~2~

40 4 2
                                    

'Hoe kan je me dat nou aan doen Lena?' zegt Dennis schreeuwend. Samen met Dennis zit ik in een lokaal en hij zit onder het bloed dat over zijn gezicht loopt. 'Ik weet het niet' zeg ik stotterend. Ik wil met een doekje het bloed wegvegen en kom steeds dichterbij zijn gezicht. Hij slaat mijn hand weg. 'Blijf van me af! Ik haat je!' schreeuwt hij. 'Maar..' jammer ik nog. 'Rot op Lena! Ik hoef je nooit meer te zien. Hoor je me? Nooit meer!'

Ik schrik wakker en neem een grote hap lucht terwijl ik rechtovereind in mijn bed ga zitten. Ik kijk om me heen en leg mijn hand op mijn hart die als een gek te keer gaat. Ik haal diep en opgelucht adem. Het was maar een nachtmerrie. Hijgend pak ik mijn telefoon en kijk hoe laat het is. 6 uur. Zou Anthony wakker zijn? Ik scrol door mijn contacten. Als ik Anthony op mijn scherm zie komen druk ik hem weer weg. Natuurlijk kan ik hem niet vertellen waar ik over heb gedroomd. Dat zou raar zijn en bovendien zou hij het toch niet begrijpen. "Ja Anthony. Ik ben verliefd op je oom." Nee. Dat klinkt echt heel vreemd. Dat mag hij niet te weten komen. Echt nooit. Hij zou het me ook niet vergeven denk ik.

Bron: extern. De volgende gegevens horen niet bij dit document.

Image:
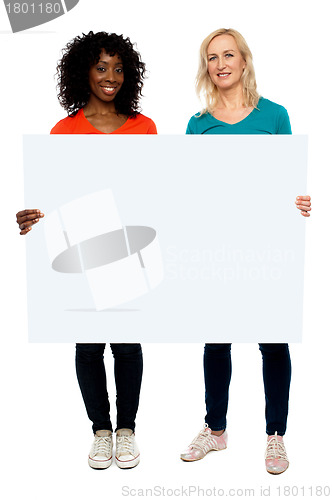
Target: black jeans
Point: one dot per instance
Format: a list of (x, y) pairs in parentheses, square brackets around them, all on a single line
[(91, 375), (276, 375)]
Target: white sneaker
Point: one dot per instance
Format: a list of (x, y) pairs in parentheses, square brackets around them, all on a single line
[(204, 442), (100, 456), (126, 451)]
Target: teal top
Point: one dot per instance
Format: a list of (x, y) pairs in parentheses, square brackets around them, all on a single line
[(267, 118)]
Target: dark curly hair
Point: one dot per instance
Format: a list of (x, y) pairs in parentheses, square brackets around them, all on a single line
[(84, 51)]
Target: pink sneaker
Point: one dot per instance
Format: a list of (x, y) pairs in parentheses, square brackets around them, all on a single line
[(276, 460), (203, 443)]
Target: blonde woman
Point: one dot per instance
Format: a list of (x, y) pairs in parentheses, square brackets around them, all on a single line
[(226, 80)]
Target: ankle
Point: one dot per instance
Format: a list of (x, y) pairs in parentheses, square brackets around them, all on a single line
[(217, 433)]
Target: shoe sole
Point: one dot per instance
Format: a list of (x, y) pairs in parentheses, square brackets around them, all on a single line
[(196, 459), (97, 465), (127, 465), (274, 473)]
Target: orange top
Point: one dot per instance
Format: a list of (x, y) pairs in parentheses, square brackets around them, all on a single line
[(78, 124)]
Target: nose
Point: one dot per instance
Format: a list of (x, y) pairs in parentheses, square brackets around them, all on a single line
[(110, 76), (221, 62)]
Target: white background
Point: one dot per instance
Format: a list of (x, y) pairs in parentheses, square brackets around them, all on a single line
[(45, 434)]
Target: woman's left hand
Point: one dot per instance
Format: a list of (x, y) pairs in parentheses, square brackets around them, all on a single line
[(303, 203)]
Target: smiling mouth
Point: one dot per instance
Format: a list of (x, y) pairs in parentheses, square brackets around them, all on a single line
[(108, 90)]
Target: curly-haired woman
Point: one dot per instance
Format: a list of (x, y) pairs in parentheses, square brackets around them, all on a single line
[(100, 79), (226, 77)]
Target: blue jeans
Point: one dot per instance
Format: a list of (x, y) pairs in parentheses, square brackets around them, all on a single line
[(91, 375), (276, 376)]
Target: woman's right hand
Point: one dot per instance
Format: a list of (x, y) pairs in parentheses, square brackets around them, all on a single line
[(27, 218)]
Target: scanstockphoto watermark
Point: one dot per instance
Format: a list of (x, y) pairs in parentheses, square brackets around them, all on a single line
[(23, 15), (226, 264), (186, 491)]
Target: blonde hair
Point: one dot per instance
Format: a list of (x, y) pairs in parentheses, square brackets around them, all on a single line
[(206, 88)]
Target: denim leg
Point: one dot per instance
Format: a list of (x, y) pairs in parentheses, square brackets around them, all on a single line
[(217, 374), (277, 376), (128, 369), (91, 377)]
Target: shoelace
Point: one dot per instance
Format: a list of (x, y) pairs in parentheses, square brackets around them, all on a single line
[(204, 440), (276, 449), (125, 445), (101, 446)]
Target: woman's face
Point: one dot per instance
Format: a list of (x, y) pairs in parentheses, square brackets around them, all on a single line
[(225, 62), (106, 77)]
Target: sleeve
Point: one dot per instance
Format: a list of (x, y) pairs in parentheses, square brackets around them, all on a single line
[(61, 127), (152, 129), (190, 129), (284, 126)]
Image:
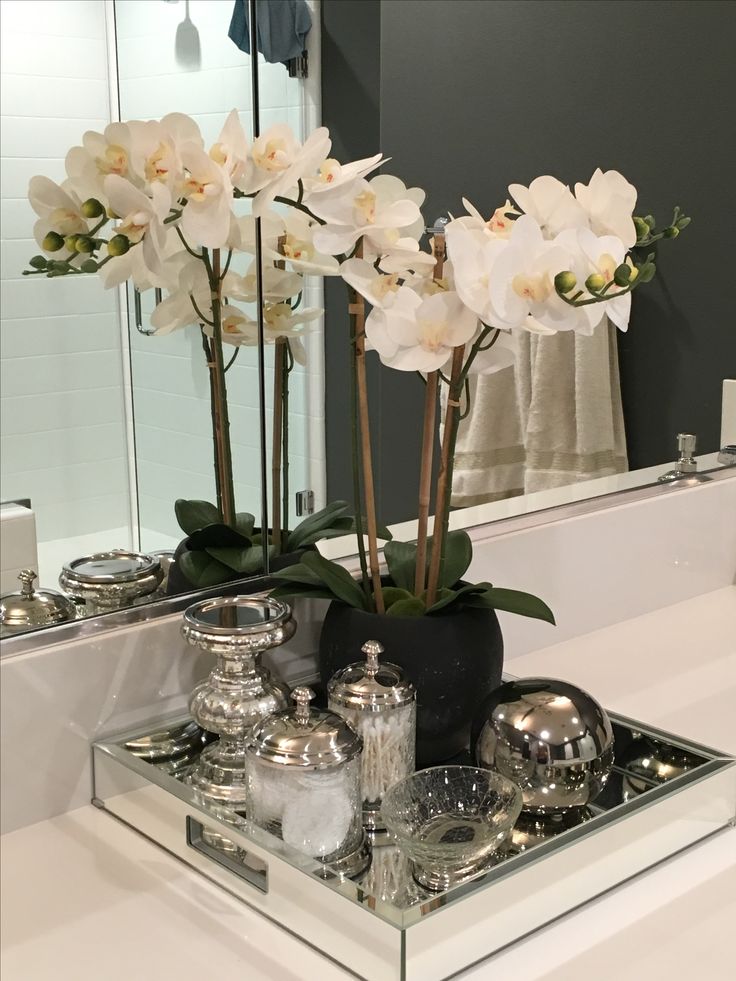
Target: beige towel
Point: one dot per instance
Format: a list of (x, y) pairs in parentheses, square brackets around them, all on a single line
[(554, 419)]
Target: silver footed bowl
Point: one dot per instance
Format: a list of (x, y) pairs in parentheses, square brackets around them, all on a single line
[(551, 738), (450, 821)]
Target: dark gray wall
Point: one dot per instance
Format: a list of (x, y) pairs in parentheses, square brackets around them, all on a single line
[(477, 94)]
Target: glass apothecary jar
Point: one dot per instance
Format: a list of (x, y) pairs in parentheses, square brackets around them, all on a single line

Als ik even later op mijn telefoon kijk na een sessie plafond staren zie ik dat het pas 5 minuten later is. Als ik me omdraai zie ik dat Nikki nog ligt te slapen. Heel zachtjes stap ik het bed uit, trek ik mijn onesie en pantoffels aan en sluip naar de deur die ik zachtjes open en dicht doe. Ik pak de lift en knik naar een medewerker die naar me glimlacht. Als de deuren van de lift openen komt er mij een heerlijke geur tegemoet. Als ik doorloop naar de warme dranken pak ik een beker en vul het met warme chocolademelk met slagroom en 2 marshmallows.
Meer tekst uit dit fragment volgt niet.